De toelichting begint na dit inleidende hoofdstuk met een beschrijving van de bestaande situatie in Hoofdstuk 2. Hierin worden de huidige functies en het ontstaan daarvan beschreven. Ook wordt kort ingegaan op de bestaande planologische situatie. In Hoofdstuk 3 staan de beleidskaders beschreven die voor dit plangebied relevant zijn en in Hoofdstuk 4staat de planbeschrijving. De planbeschrijving geeft aan welke ruimtelijke keuzes er gemaakt zijn en waarom. De uitvoeringsaspecten, met name milieubeperkingen, worden in Hoofdstuk 5 uiteengezet. In Hoofdstuk 6 wordt per bestemming in gegaan op de juridische planopzet. Tot slot behandelt Hoofdstuk 7 de economische en maatschappelijke uitvoerbaarheid van dit bestemmingsplan. In dit hoofdstuk staat onder andere een overzicht van de ontvangen (vooroverleg) reacties en hoe hiermee is omgegaan in dit bestemmingsplan.

De regels zijn ingedeeld in vier hoofdstukken. Hoofdstuk 1 bevat de begripsbepalingen en de wijze van meten. In Hoofdstuk 2 staan de regels voor de verschillende bestemmingen. Algemene regels, die betrekking hebben op alle bestemmingen, zoals algemene bouwregels, staan in Hoofdstuk 3. Hoofdstuk 4 bevat het overgangsrecht en de slotregel.


Op de verbeelding is aangegeven welke bestemmingen waar gelden. Door in de digitale verbeelding te klikken, zijn alle relevante gegevens voor de betreffende locatie te zien.

Hoofdstuk 2 Bestaande situatie

2.1 Inleiding


Dit hoofdstuk bevat een beschrijving van de ontwikkelingsgeschiedenis van het plangebied. Verder komen de diverse functies, kenmerken en de aanwezige belangen die in het plangebied aanwezig zijn aan bod.

De beschrijving van omgevingsaspecten (zoals water, geluid maar ook archeologie) en de gevolgen van de gewenste ontwikkelingen voor deze aspecten, staan genoemd in Hoofdstuk 5.

2.2 Ontwikkelingsgeschiedenis

De wijken Schothorst en Zielhorst zijn in een van oorsprong agrarisch gebied gebouwd. Het achtervoegsel “horst” verwijst naar een hoger gelegen terrein in een omgeving van overwegend laag gelegen, natte en moerassige gronden. De hoge en dus droge ligging maakte de horst in de middeleeuwen bij uitstek geschikt voor gebruik voor bewoning en bouwland. De lage gronden werden gebruikt als hooi- en weiland. Schothorst en Zielhorst zijn namen van oude boerderijen in het voormalig agrarisch gebied.

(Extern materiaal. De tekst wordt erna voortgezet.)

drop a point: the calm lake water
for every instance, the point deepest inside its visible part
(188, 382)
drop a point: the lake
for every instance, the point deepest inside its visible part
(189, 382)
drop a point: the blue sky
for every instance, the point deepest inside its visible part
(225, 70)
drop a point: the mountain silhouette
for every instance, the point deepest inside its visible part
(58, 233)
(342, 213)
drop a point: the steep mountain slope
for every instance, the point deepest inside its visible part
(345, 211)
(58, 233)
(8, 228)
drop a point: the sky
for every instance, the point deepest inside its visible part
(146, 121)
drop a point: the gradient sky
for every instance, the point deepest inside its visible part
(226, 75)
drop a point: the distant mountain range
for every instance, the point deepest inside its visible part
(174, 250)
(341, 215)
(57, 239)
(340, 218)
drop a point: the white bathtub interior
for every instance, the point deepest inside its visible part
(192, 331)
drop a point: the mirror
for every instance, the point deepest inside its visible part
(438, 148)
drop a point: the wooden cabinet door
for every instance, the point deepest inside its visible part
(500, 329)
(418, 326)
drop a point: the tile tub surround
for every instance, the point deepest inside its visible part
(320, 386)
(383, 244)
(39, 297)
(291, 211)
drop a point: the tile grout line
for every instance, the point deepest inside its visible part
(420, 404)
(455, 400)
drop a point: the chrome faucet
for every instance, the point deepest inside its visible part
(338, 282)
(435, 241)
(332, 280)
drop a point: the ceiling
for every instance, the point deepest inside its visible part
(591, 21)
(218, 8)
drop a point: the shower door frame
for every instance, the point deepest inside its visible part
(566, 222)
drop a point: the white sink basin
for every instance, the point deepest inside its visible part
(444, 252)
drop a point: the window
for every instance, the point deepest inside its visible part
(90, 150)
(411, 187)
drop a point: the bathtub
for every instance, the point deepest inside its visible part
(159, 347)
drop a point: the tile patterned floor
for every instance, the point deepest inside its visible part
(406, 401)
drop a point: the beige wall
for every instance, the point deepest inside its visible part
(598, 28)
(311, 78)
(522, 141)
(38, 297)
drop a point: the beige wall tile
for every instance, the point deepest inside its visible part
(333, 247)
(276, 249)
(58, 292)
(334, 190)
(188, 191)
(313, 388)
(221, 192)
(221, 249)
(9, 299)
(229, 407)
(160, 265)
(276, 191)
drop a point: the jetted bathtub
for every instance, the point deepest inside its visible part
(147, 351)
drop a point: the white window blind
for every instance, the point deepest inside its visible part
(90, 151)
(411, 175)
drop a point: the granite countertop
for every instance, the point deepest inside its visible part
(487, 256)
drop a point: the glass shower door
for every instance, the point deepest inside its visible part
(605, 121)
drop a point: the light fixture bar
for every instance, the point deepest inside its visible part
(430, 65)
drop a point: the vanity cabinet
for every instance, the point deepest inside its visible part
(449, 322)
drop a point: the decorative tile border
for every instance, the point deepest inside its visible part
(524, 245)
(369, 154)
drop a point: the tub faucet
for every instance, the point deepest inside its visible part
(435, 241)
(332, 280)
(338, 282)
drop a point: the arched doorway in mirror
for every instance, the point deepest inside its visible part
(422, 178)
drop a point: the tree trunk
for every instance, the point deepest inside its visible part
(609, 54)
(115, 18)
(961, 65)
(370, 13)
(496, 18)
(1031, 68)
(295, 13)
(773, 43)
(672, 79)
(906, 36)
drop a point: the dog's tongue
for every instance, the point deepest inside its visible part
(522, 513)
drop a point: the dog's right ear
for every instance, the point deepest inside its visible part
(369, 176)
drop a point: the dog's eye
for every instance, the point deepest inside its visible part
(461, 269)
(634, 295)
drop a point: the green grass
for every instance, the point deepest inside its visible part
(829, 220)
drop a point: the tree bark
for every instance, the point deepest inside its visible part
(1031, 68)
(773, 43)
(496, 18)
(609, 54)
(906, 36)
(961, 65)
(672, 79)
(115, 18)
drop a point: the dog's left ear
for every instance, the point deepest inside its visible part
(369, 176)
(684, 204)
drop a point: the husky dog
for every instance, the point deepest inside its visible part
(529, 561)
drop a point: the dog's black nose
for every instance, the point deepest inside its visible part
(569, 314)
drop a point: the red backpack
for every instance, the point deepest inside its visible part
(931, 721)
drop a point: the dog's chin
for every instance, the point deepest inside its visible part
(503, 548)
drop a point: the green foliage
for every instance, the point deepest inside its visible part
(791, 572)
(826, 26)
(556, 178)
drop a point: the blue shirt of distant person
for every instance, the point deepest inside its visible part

Van de oorspronkelijke landelijke structuur resteren nog: de Zwarte Steeg, de Schothorsterlaan (die gedeeltelijk in het plangebied ligt), de Koperwetering (in sterk gewijzigde vorm), de Emiclaersestraat, die overgaat in de Emiclaerseweg, en de Zielhorsterlaan. De Emiclaersestraat en -weg, van oudsher één pad, dienen thans als fietsroutes. Zowel in Schothorst als in Zielhorst staan nog enkele oude boerderijen.

Tot eind jaren dertig had dit gebied veel van wateroverlast te lijden. Door de aanleg van de Afsluitdijk en het Valleikanaal kon het waterpeil beter worden beheerst en kwam het gebied voor stedelijke bebouwing in aanmerking.


De huidige woonwijken Schothorst en Zielhorst zijn overwegend in de periode 1970-1990 gebouwd. Het door de gemeente opgestelde uitbreidingsplan werd in 1969 door Gedeputeerde Staten van Utrecht vastgesteld. Als eerste, in de jaren ’70, kwam het zuidelijk deel van Schothorst tot stand. Zielhorst en het noordelijk deel van Schothorst volgden in de jaren ‘80 en begin jaren ’90, nadat Amersfoort was aangewezen als groeistad. Deze aanwijzing als groeistad ging gepaard met een uitbreiding van het gemeentelijke grondgebied.


De ruimtelijke structuur en het bebouwingsbeeld van beide wijken verschillen aanmerkelijk. De ruimtelijke structuur van Zielhorst wordt in vergelijking met Schothorst meer bepaald door de oorspronkelijke landschappelijke kenmerken en infrastructuur, met name wegen en waterlopen. Daarnaast vertoont het bebouwingsbeeld van Zielhorst een grotere verscheidenheid.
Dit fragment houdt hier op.